2021-06-29T01:06:32.472Z INFO nsx-rpc:PROTON_TNCONNCFGSVC_CLIENT:user-executor-0 NodeAphCallObserver - - [nsx@6876 comp="nsx-manager" level="INFO" subcomp="manager"] exception in next() com.vmware.nsx.management.common.exceptions.ObjectNotFoundException: The requested object : Node/ce2df50a-d042-11ea-8576-0025b5d4fc01 could not be found. Object identifiers are case sensitive.
 at com.vmware.nsx.management.container.dao.AbstractDao.findByIdentifier(AbstractDao.java:150)
 at com.vmware.nsx.management.container.dao.IdentifiableObjectDaoDelegate.findByIdentifier(IdentifiableObjectDaoDelegate.java:205)
 at com.vmware.nsx.management.fabricnode.service.NodeServiceImpl.findById(NodeServiceImpl.java:51)
 at com.vmware.nsx.management.fabricnode.service.NodeServiceImpl.getNode(NodeServiceImpl.java:46)
 at com.vmware.nsx.management.fabricnode.aph.NodeAphRealizer.getTnConnCfgFromDb(NodeAphRealizer.java:243)
 at com.vmware.nsx.management.fabricnode.aph.NodeAphCallObserver.next(NodeAphCallObserver.java:58)
 at com.vmware.nsx.management.fabricnode.aph.NodeAphCallObserver.next(NodeAphCallObserver.java:30)
 at com.vmware.nsx.rpc.call.NsxRpcCall$ActiveCallStateBase.invokeNext(NsxRpcCall.java:266)
 at com.vmware.nsx.rpc.call.NsxRpcCall$LocalDoneCallState.doReceive(NsxRpcCall.java:524)
 at com.vmware.nsx.rpc.call.NsxRpcCall.doReceive(NsxRpcCall.java:999)
 at com.vmware.nsx.rpc.channel.NsxRpcChannel.doReceiveEstablishedCall(NsxRpcChannel.java:687)
 at com.vmware.nsx.rpc.channel.NsxRpcChannel.doReceive(NsxRpcChannel.java:624)
 at com.vmware.nsx.rpc.channel.task.ChannelReceiveTask.doRun(ChannelReceiveTask.java:21)
 at com.vmware.nsx.rpc.channel.task.ChannelTask.run(ChannelTask.java:45)
 at com.vmware.nsx.rpc.channel.NsxRpcChannel.processOperations(NsxRpcChannel.java:835)
 at com.vmware.nsx.rpc.core.Scheduler.process(Scheduler.java:112)
 at com.vmware.nsx.rpc.core.Scheduler.run(Scheduler.java:90)
 at java.util.concurrent.ThreadPoolExecutor.runWorker(ThreadPoolExecutor.java:1149)
 at java.util.concurrent.ThreadPoolExecutor$Worker.run(ThreadPoolExecutor.java:624)
 at java.lang.Thread.run(Thread.java:748)

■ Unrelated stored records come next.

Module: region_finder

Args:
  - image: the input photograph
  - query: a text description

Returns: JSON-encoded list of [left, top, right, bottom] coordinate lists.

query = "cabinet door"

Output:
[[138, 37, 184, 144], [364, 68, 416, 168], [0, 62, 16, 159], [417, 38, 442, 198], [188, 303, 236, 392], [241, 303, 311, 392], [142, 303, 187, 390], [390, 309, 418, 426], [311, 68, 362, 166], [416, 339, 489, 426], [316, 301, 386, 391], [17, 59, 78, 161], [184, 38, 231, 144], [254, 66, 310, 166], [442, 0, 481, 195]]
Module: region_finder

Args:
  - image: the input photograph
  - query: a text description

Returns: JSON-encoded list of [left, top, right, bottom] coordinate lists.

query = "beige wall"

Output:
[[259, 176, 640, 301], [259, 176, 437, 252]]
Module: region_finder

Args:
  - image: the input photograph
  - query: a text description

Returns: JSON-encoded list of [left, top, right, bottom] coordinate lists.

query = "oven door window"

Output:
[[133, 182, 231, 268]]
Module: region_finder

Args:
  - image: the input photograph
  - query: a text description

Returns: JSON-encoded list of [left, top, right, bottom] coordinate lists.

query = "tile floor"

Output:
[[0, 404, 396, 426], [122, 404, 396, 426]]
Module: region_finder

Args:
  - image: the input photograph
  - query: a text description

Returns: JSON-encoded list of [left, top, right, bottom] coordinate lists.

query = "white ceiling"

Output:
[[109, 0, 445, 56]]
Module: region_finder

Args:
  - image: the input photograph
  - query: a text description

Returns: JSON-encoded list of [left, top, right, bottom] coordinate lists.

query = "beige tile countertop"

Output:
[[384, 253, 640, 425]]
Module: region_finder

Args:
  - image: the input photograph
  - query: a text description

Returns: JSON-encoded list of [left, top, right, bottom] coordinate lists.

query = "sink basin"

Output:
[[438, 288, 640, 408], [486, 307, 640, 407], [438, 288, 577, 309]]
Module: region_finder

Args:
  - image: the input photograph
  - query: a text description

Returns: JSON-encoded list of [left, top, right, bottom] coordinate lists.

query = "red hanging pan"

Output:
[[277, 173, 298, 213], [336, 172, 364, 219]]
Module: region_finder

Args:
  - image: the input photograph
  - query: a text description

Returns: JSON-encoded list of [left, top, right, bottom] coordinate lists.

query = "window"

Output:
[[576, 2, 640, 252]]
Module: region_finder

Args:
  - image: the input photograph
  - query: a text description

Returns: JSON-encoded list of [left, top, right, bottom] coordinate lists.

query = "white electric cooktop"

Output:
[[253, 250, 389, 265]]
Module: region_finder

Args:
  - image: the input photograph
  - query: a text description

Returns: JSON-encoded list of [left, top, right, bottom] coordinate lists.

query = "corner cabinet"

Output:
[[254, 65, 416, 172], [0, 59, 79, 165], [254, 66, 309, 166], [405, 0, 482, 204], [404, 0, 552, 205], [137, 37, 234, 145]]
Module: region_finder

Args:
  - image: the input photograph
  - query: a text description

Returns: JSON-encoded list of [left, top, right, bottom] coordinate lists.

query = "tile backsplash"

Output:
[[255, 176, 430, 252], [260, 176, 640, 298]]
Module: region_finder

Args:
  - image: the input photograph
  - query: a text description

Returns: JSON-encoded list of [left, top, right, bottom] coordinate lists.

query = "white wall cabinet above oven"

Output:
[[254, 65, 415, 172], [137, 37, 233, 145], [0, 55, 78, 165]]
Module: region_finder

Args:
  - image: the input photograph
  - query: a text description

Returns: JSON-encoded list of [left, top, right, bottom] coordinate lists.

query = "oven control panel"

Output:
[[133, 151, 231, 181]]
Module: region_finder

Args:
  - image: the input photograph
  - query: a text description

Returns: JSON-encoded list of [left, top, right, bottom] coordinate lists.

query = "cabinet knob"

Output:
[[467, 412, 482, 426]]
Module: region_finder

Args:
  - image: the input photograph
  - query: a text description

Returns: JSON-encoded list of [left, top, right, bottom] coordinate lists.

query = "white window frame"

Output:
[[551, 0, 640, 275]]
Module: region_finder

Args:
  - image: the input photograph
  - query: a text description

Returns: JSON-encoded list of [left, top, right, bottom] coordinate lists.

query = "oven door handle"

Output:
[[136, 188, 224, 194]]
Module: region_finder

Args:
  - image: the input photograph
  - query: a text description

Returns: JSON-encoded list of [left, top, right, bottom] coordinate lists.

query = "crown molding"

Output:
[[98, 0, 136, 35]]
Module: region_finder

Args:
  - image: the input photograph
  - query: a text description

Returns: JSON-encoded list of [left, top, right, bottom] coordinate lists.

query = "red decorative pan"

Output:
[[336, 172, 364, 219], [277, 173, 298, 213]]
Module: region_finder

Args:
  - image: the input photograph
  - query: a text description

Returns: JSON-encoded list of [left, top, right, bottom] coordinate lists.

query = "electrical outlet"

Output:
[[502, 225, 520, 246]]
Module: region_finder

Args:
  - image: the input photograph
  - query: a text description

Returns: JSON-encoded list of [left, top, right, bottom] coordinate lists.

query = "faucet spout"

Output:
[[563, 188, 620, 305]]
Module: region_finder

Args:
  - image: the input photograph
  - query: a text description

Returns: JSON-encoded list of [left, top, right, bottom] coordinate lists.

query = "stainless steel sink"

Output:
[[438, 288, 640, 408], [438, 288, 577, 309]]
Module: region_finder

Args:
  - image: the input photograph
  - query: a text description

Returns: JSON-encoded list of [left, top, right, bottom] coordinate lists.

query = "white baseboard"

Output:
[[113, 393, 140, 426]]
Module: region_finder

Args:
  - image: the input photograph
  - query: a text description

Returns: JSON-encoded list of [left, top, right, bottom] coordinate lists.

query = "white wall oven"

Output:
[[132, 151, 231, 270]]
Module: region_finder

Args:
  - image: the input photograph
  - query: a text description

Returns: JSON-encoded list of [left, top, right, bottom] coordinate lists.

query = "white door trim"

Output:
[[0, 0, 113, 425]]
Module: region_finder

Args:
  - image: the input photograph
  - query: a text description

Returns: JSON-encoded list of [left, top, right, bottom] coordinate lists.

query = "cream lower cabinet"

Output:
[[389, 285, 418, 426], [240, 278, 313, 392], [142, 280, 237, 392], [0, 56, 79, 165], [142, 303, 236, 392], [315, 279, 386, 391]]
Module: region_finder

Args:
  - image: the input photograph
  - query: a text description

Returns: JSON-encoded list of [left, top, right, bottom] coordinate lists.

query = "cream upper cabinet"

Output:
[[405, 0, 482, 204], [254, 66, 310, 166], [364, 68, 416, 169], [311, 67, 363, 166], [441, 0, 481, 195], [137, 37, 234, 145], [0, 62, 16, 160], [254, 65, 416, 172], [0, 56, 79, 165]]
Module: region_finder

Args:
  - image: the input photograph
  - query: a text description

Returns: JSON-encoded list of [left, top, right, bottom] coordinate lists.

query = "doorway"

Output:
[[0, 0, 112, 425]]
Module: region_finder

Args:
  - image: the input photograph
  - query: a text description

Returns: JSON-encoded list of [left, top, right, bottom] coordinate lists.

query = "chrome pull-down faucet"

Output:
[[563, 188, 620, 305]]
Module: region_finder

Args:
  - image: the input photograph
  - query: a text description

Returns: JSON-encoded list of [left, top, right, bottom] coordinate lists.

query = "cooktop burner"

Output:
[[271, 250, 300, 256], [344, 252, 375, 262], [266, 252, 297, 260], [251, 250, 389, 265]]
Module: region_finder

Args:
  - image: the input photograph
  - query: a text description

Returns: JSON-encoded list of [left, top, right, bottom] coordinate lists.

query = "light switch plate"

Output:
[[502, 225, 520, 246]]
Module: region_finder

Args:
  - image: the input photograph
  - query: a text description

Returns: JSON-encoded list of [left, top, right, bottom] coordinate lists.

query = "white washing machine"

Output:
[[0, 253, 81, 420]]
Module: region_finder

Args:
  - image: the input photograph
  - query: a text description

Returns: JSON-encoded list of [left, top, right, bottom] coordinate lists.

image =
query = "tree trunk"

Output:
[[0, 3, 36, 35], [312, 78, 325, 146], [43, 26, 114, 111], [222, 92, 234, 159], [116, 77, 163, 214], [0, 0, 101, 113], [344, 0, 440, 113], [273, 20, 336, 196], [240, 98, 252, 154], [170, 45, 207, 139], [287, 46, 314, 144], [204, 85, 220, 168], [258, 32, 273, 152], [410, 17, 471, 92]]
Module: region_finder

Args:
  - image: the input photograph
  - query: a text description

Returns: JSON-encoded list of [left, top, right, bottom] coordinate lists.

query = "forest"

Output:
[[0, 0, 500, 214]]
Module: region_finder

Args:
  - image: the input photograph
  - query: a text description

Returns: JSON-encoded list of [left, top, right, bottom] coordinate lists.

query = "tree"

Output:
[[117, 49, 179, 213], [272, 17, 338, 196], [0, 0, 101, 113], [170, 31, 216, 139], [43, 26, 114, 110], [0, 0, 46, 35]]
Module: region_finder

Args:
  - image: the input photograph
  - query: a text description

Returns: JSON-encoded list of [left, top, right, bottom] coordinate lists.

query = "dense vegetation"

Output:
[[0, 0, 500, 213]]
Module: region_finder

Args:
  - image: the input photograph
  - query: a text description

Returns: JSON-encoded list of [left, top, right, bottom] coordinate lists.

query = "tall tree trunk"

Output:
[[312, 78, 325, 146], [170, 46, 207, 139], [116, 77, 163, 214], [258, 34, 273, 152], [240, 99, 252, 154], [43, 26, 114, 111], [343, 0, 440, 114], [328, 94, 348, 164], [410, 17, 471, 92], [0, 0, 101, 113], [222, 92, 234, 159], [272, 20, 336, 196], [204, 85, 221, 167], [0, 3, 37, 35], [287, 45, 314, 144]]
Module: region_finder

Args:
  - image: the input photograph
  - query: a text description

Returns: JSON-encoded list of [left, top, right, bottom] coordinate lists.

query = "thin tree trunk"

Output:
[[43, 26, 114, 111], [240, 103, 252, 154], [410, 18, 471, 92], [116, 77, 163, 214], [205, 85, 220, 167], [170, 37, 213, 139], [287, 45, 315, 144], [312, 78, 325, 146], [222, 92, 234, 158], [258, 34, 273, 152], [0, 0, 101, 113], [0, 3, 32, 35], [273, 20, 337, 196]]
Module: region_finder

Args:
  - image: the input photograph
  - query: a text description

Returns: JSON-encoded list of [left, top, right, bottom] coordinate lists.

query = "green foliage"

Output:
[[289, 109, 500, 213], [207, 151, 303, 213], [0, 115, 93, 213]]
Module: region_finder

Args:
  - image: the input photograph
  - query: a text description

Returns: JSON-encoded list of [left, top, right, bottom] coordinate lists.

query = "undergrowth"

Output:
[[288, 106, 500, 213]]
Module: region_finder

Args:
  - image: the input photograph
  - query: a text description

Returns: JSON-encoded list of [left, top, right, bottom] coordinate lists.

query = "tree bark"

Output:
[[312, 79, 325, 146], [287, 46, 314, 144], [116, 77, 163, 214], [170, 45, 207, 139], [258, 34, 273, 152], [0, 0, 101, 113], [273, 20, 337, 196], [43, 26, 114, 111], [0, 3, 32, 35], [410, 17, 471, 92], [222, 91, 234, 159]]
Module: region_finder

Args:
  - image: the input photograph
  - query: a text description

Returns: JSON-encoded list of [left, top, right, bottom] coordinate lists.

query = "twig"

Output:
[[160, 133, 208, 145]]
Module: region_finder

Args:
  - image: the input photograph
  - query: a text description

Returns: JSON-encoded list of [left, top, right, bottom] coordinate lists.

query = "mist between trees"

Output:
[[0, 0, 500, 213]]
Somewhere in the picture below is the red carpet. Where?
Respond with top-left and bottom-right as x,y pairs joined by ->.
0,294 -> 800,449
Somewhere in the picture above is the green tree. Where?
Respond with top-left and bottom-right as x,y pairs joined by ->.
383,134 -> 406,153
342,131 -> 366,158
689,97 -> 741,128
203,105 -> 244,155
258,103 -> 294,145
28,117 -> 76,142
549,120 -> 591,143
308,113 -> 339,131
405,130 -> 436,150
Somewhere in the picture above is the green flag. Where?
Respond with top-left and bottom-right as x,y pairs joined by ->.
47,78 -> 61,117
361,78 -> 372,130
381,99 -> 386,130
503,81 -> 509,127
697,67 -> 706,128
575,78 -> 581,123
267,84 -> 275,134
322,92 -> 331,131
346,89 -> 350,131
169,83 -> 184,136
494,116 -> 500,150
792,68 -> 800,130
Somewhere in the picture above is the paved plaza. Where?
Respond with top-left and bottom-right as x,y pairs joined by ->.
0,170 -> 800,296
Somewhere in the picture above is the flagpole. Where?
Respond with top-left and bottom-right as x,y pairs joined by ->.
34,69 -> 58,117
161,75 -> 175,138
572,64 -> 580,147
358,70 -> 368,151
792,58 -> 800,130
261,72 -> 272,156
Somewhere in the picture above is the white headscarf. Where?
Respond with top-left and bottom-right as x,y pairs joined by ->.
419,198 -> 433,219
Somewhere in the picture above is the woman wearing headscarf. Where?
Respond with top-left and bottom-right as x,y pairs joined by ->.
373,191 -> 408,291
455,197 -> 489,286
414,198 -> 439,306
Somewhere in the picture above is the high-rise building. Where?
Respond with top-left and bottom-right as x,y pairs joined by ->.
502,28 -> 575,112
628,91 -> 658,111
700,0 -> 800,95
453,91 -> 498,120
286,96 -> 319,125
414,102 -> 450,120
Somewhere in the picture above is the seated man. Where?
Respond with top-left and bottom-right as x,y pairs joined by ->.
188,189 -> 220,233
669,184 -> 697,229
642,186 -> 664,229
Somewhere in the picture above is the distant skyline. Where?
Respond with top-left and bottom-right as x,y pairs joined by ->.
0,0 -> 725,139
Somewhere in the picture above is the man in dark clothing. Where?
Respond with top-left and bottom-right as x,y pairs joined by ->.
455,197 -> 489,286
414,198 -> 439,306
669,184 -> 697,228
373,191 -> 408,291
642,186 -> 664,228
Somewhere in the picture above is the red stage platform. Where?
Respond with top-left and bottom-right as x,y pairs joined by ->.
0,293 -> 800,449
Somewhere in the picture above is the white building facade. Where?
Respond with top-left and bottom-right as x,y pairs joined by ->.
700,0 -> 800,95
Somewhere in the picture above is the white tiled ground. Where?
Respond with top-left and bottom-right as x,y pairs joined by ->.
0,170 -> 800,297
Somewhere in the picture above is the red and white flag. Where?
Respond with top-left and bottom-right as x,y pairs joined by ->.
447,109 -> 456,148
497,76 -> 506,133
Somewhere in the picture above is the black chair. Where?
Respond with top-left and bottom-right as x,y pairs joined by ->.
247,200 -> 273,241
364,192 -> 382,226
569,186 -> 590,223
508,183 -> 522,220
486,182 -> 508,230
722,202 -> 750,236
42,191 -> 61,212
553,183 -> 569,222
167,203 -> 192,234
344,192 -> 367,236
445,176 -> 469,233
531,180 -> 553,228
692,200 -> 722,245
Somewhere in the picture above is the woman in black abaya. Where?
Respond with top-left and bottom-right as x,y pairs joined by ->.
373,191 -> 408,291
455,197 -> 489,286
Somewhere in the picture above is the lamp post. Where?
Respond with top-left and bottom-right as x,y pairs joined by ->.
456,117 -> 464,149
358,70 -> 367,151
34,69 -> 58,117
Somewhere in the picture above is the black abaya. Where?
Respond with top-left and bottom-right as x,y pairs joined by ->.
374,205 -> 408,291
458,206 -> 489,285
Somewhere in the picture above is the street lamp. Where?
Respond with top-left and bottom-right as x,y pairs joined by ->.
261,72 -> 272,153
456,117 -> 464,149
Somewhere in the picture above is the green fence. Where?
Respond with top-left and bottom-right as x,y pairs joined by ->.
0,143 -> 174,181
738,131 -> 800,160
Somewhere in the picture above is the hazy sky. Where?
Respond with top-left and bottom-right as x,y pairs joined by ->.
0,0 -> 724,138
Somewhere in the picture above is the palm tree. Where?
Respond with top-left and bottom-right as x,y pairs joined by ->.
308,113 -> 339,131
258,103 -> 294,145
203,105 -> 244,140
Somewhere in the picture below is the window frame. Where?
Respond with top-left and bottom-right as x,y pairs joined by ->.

** ObjectNotFoundException means that there is a stale object. In this case it is an Edge Node, whose uuid is ce2df50a-d042-11ea-8576-0025b5d4fc01.


To be encountering this issue, both unique log lines must be present, as the first log line itself is not independently indicative of this specific issue. 

 


Environment

VMware NSX-T Data Center

Cause

When an Edge Transport Node is deleted, its corresponding entry in all Management Plane database tables should be deleted. In a rare situation, there can be stale entries database tables for either Transport Nodes and/or Messaging Clients (A table Transport Nodes depend on). These stale entries generate messages, which cannot be serviced by the Management Plane. These messages block the message queue and prevent the Management Plane servicing other messages in the message queue. As a result, the Management Plane cannot send messages to any Transport Nodes, including the certificates used for authentication between Transport Nodes and the Management Plane. When hosts do not have the updated certificates from the Management Plane, they cannot form a connection to the Management Plane.
 
The cause of the stale entries cannot be determined because the log is overwritten.

Resolution

This issue is will no longer occur in NSX T 3.1.1 and onwards. 

Workaround:
If you encounter this issue, please contact VMware GSS via an SR and mention this KB article.

Additional Information

Impact/Risks:
Customers are not able to make any configuration changes on Host Transport Nodes and Edge Transport Nodes if this issue is present.